Real-time stereo vision system guides land vehicle

At the department of computer engineering of Parma University (Parma, Italy), Alberto Broggi and his colleagues have successfully demonstrated a stereo-vision-based system to increase road safety on an autonomously controlled land vehicle. Called Generic Obstacle and Lane Detection (GOLD), the vision system is based on a Pentium processor capable of processing 25 frames/s.

Aug 1st, 1998

Real-time stereo vision system guides land vehicle

At the department of computer engineering of Parma University (Parma, Italy), Alberto Broggi and his colleagues have successfully demonstrated a stereo-vision-based system to increase road safety on an autonomously controlled land vehicle. Called Generic Obstacle and Lane Detection (GOLD), the vision system is based on a Pentium processor capable of processing 25 frames/s.

"The system has been tested both in the laboratory and on-board the university`s experimental land vehicle. It has demonstrated robustness with respect to shadows and changing illumination conditions, different road textures, and vehicle movements," says Broggi.

To localize obstacles in front of the vehicle, pairs of stereo images are processed using inverse perspective mapping. This technique is based on a transform that remaps both stereo images into a common domain.

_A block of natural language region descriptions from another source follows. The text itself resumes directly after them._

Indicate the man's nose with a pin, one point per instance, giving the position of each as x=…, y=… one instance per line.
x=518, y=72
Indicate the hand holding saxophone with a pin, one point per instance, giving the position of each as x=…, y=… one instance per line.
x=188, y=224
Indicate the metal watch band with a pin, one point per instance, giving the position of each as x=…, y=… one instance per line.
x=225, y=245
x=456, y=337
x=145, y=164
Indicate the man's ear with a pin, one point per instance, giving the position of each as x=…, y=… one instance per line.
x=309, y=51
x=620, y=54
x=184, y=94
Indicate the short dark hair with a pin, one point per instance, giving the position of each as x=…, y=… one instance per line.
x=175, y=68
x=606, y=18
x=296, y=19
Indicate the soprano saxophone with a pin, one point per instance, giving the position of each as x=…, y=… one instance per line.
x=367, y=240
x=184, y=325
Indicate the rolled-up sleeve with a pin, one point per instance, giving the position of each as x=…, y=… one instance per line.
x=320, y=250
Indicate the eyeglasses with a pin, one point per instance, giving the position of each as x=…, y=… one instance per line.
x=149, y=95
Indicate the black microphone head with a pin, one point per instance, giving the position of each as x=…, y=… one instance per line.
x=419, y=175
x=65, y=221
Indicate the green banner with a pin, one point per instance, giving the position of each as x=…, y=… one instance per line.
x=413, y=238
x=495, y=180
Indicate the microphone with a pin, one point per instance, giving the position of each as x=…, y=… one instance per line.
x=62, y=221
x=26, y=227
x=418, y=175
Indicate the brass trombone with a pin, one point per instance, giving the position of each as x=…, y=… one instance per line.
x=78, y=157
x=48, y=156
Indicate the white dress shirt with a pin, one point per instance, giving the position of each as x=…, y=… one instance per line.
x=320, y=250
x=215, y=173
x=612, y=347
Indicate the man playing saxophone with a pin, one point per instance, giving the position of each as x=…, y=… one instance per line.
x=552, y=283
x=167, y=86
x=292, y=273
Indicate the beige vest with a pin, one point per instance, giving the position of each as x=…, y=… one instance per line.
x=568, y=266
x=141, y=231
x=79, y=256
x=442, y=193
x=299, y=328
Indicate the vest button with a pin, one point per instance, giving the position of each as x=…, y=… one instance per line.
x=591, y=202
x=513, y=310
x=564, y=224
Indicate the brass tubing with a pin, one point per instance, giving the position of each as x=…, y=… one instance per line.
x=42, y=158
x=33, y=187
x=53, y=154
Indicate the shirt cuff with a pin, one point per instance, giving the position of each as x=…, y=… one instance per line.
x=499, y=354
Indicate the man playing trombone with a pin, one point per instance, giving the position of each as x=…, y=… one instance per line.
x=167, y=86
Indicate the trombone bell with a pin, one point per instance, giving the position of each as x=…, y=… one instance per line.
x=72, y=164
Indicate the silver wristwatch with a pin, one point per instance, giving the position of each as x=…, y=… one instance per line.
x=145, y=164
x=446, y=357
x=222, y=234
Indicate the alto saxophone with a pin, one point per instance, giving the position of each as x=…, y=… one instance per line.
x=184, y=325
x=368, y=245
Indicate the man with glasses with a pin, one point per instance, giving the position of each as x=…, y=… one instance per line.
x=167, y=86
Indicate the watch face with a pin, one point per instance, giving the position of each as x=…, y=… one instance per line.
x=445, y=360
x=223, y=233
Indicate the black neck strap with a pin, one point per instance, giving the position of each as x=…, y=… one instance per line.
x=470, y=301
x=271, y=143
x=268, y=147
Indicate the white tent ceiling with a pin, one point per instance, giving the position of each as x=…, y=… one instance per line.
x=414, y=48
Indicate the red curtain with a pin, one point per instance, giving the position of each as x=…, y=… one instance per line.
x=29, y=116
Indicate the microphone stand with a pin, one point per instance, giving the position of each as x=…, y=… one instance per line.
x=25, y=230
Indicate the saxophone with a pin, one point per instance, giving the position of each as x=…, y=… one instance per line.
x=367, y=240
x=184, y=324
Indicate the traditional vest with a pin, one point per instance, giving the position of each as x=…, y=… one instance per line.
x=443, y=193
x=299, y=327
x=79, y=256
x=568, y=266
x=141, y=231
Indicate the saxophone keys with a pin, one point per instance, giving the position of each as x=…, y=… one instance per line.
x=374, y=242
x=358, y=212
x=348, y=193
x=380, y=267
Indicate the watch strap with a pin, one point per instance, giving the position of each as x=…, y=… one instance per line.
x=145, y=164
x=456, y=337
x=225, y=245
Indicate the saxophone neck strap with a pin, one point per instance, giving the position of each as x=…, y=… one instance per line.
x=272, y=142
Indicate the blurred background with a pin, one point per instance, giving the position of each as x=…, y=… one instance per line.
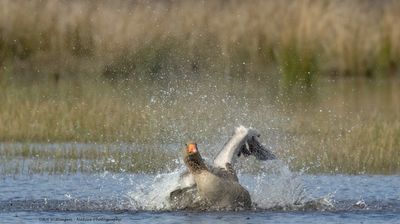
x=318, y=79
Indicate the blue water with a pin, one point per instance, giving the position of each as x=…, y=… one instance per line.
x=140, y=198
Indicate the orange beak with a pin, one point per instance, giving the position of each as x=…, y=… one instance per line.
x=191, y=148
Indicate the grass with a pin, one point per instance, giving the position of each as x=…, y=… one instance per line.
x=131, y=39
x=340, y=130
x=157, y=72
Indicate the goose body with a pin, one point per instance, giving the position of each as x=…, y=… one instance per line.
x=217, y=186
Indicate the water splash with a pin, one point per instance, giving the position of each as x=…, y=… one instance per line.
x=281, y=189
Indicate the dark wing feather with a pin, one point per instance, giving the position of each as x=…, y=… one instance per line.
x=255, y=148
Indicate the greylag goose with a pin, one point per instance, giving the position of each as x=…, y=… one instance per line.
x=217, y=187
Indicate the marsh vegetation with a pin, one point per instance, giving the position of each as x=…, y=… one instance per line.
x=317, y=78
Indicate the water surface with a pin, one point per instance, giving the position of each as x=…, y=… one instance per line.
x=282, y=197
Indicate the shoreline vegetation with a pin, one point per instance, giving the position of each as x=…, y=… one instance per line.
x=319, y=79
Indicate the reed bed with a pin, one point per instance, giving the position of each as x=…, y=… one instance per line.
x=338, y=130
x=125, y=39
x=161, y=72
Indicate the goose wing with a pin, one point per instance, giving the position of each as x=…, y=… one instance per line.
x=243, y=142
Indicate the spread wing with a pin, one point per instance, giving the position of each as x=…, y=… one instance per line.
x=243, y=142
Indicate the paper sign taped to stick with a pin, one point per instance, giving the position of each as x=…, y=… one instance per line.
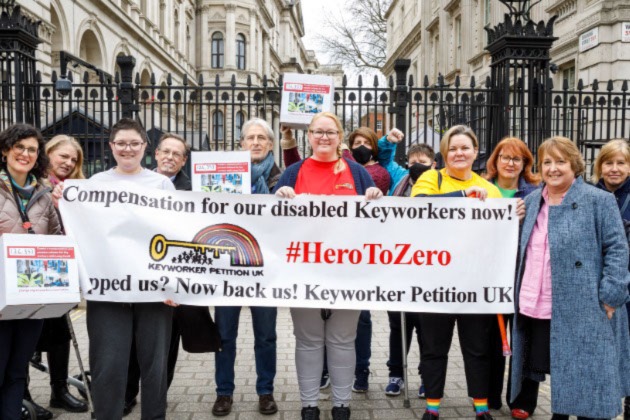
x=138, y=244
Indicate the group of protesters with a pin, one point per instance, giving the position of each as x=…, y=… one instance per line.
x=571, y=283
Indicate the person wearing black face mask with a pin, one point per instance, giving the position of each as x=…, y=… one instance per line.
x=420, y=158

Any disparity in the remapped images is then due to a deviation from the road model, thereby allowing the detection of potential obstacles.

Lane detection is based on a pattern-matching technique that relies on the presence of road markings. "In the remapped domain, the detection of lane markings is simplified because markings can be represented as almost vertical lines with constant width," says Broggi. And, because the remapped image represents a bird`s-eye view of the road surface, lane-marking detection can be accomplished through morphological processing.

"Because both obstacle location and detection of lane markings are based on the processing of images remapped into the same domain, the fusion of the result of the two operations is straightforward," Broggi says. When one or more obstacles are detected, their position and size are given as inputs to the lane-detection algorithm. The obstacle area is not considered during the lane-detection process, thus avoiding the risk that the obstacle shape could be confused by a part of a lane marking.

Output of the image-processing stage is displayed on both an on-board monitor and a control panel to give visual feedback to the operator. The university`s experimental land vehicle has been driven for more than 3000 km along urban roads and freeways at speeds to 80 km/h. The maximum speed tested was 123 km/h.